Devemos manipular os genes das nossas filhas?
17-04-2017 - 09:00

Os alarmes contra a genética devem permanecer ligados. Os “avanços genéticos” podem ser retrocessos civilizacionais.

Chamemos-lhe Ana. A sua avó teve cancro da mama, a sua mãe teve cancro da mama, ela vai ter cancro da mama – é quase tão certo como o pôr do sol. Pensa em engravidar, mas tem medo de passar esta sentença genética às filhas. É por isso que está atenta aos avanços genéticos.
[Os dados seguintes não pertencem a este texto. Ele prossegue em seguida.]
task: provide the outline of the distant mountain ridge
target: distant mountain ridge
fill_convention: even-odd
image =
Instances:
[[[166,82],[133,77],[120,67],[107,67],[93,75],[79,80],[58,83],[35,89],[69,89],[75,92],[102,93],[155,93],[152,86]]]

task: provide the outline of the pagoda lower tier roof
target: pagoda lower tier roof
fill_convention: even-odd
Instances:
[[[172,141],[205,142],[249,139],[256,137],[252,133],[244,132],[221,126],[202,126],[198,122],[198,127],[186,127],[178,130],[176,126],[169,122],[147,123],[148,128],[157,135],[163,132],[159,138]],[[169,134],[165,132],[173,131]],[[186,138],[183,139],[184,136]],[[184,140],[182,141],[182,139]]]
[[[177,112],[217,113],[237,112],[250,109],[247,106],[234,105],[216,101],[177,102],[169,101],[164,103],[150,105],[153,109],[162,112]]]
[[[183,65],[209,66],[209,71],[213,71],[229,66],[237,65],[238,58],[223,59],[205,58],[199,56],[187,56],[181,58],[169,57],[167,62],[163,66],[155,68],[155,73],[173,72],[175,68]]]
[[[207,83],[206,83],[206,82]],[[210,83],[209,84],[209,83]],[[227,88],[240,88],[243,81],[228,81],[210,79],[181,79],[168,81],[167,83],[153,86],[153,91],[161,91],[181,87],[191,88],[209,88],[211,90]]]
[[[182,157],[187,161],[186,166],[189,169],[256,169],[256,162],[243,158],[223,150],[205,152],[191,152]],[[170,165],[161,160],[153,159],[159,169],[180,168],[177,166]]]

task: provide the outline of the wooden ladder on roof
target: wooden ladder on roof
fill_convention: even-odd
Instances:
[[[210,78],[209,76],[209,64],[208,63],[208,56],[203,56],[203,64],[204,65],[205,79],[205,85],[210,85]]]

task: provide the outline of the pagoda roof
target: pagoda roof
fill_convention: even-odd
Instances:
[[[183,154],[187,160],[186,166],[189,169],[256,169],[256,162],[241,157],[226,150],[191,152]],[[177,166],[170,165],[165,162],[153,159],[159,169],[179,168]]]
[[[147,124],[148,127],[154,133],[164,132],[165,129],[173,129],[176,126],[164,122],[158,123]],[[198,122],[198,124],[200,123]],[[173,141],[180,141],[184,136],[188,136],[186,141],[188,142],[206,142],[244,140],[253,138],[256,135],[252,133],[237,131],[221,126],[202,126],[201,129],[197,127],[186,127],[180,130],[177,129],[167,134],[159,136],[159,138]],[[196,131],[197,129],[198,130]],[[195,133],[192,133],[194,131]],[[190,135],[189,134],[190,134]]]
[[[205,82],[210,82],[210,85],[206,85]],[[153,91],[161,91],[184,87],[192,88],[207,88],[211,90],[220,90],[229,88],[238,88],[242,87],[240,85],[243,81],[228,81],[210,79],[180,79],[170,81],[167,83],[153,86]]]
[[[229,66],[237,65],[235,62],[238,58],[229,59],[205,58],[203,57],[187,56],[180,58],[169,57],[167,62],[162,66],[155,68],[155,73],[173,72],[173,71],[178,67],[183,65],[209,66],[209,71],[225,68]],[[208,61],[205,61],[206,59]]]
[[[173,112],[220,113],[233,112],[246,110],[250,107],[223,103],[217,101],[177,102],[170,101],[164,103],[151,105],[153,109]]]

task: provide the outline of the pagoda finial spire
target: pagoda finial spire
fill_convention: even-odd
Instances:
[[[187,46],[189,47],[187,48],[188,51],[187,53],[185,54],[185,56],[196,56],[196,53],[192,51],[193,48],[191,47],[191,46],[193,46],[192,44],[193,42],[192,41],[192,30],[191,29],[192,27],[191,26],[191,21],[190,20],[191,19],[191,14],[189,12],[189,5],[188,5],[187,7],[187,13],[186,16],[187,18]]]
E se for possível não ter filhas? E se for possível através da tecnologia escolher um menino? E se for possível desenvolver um embrião feminino completamente livre do defeito genético que provoca o cancro da mamã? Ana é católica e todos os seus alarmes morais disparam assim que se fala em genética. O homem não pode fingir que é Deus. Mas, por outro lado, ela não consegue sair daquele pavor: porque é que vou gerar meninas que têm 50% de possibilidades de desenvolver cancro?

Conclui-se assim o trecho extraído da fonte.